4. SNAP Benefits Reinstated Amid Government Shutdown
A resident browses donated food items in the pantry at Feeding South Florida in Pembroke Park, Florida, US, on Friday, Oct. 31, 2025.
Eva Marie Uzcategui | Bloomberg | Getty Images
The Trump administration announced it will tap into contingency funds to cover 50% of SNAP (Supplemental Nutrition Assistance Program) benefits for November. This decision comes after a Rhode Island judge blocked the administration from halting benefits during the ongoing government shutdown, which is poised to become the longest in history.
In related legal news, state attorneys general filed a lawsuit in Boston challenging the administration’s tightened eligibility rules for the Public Service Loan Forgiveness (PSLF) program. The challenge centers on the rule’s definition of “qualifying employer,” specifically the exclusion of organizations “that engage in unlawful activities,” a move seen as unfairly restricting access to loan forgiveness for public service workers.
5. Starbucks Brews New China Strategy with Boyu Capital
People walk out of a Starbucks outlet in Hangzhou in east China’s Zhejiang province Thursday, Oct. 30, 2025.
Long Wei | Feature China | Future Publishing | Getty Images
Starbucks is restructuring its China operations through a $4 billion joint venture with Boyu Capital, an alternative asset management firm.
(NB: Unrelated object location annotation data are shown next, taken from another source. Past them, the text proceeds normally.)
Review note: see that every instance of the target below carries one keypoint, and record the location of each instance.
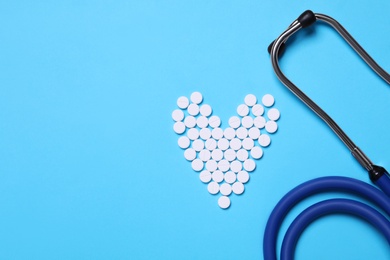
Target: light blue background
(89, 164)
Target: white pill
(214, 121)
(179, 127)
(225, 189)
(242, 155)
(229, 133)
(217, 155)
(243, 176)
(238, 188)
(177, 115)
(230, 177)
(183, 142)
(193, 133)
(190, 121)
(256, 152)
(259, 122)
(202, 122)
(217, 176)
(213, 187)
(197, 165)
(223, 144)
(271, 127)
(196, 97)
(211, 165)
(243, 110)
(235, 144)
(205, 176)
(250, 100)
(254, 133)
(247, 122)
(223, 165)
(190, 154)
(217, 133)
(211, 144)
(264, 140)
(234, 122)
(273, 114)
(268, 100)
(241, 132)
(183, 102)
(224, 202)
(236, 166)
(249, 165)
(204, 155)
(248, 143)
(205, 110)
(193, 109)
(257, 110)
(205, 133)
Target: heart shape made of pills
(224, 157)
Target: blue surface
(89, 164)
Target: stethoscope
(378, 175)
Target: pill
(183, 102)
(179, 127)
(213, 187)
(268, 100)
(183, 142)
(196, 97)
(224, 202)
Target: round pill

Boyu Capital will assume the management of Starbucks’ China business, aiming to revitalize sales in a highly competitive market.
The agreement will see Boyu Capital holding up to a 60% stake of the entity while Starbucks will retain 40%. This new strategic partnership aims to boost performance in Starbucks’ China business, valued at over $13 billion, which has faced challenges due to the pandemic and competition from local players like Luckin Coffee. Discount strategies implemented to attract customers have impacted the company’s average ticket price and overall profitability.
The Daily Dividend
Stellantis is making a significant $13 billion investment in its U.S. operations, signalling a commitment to the American market. The investment aims to drive a turnaround for the automaker, known for its Jeep and Ram brands potentially through the expansion of electric vehicle production and advanced technology integration.